BBC NEWS | Programmes | Newsnight | Vulture funds threat to developing worl

Is there a word bad enough for the people who would do this?

From the page: “‘Vulture funds’ threat to developing world
Meirion Jones
BBC Newsnight

On Thursday 15 February a high court judge in London will rule whether so-called vulture fund can extract more than $40m from Zambia for a debt which it bought for less than $4m.

There are concerns that such funds are wiping out the benefits which international debt relief was supposed to bring to poor countries.

Martin Kalunga-Banda, Zambian presidential adviser and a consultant to Oxfam told Newsnight, “That $40m is equal to the value of all the debt relief we received last year.”

Vulture funds – as defined by the International Monetary Fund and Gordon Brown amongst others – are companies which buy up the debt of poor nations cheaply when it is about to be written off and then sue for the full value of the debt plus interest – which might be ten times what they paid for it.

Caroline Pearce from the Jubilee Debt campaign told Newsnight it makes a mockery of all the work done by governments to write off the debts of the poorest.

“Profiteering doesn’t get any more cynical than this.

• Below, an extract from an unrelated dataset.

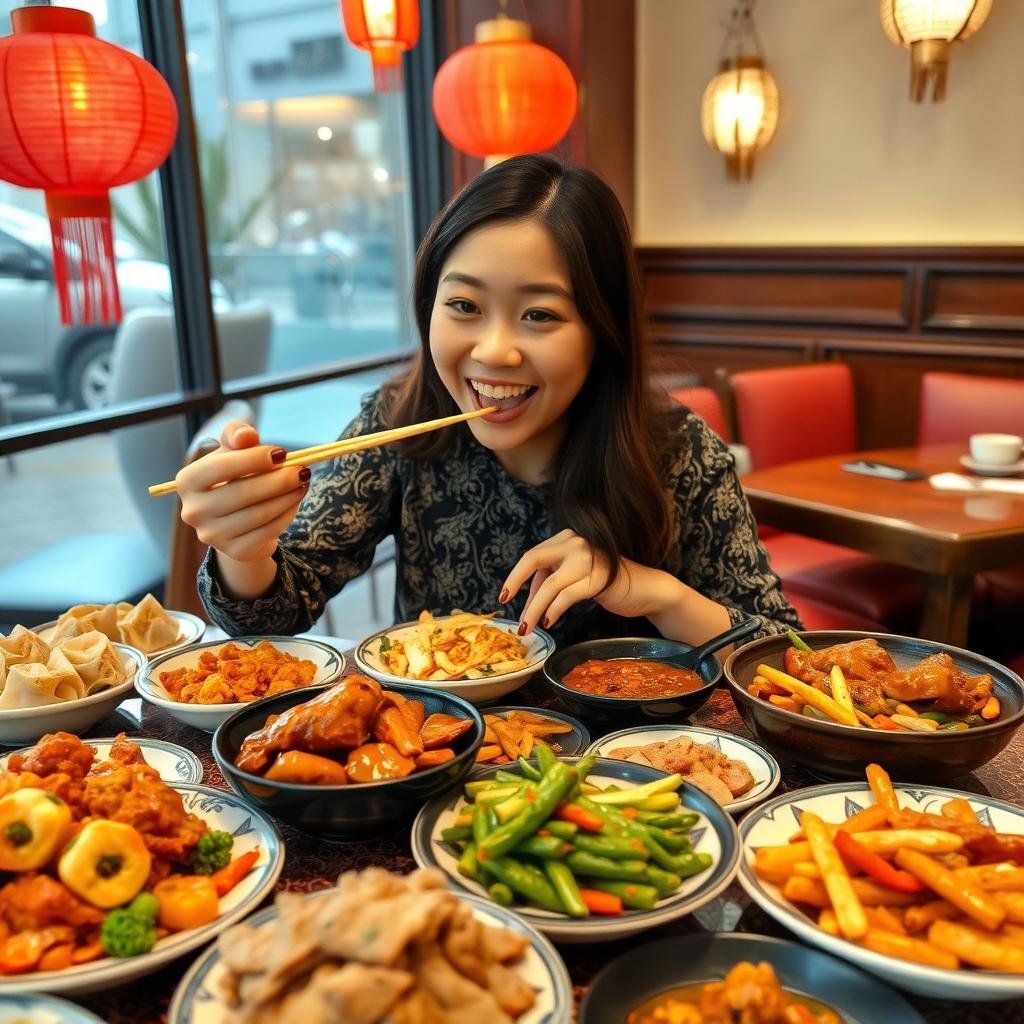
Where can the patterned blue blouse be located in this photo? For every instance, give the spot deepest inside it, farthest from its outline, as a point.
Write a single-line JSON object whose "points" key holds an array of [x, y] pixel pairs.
{"points": [[461, 523]]}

Zambia has been planning to spend the money released from debt cancellation on much-needed nurses, teachers and infrastructure: this is what debt cancellation is intended for not to line the pockets of businessmen based in rich countries.”

Martin Kalunga-Banda says $40m is equivalent to Zambia’s annual debt relief
Debt Advisory International (DAI) manages a number of vulture funds which buy up the debts of highly indebted poor countries cheaply and then sue for the original value of the debt plus interest. Zambia – where the average wage is just over a dollar a day – is one of the highly indebted poor countries which the world’s governments agreed needed debt relief.

In 1979 the Romanian government lent Zambia money to buy Romanian tractors. Zambia was unable to keep up the payments and in 1999 Romania and Zambia negotiated to liquidate the debt for $3m.

Before the deal could be finalised one of DAI’s vulture funds stepped in and bought the debt from Romania for less than $4m. They are now suing the Zambian government for the original debt plus interest which they calculate at over $40m and they expect to win.”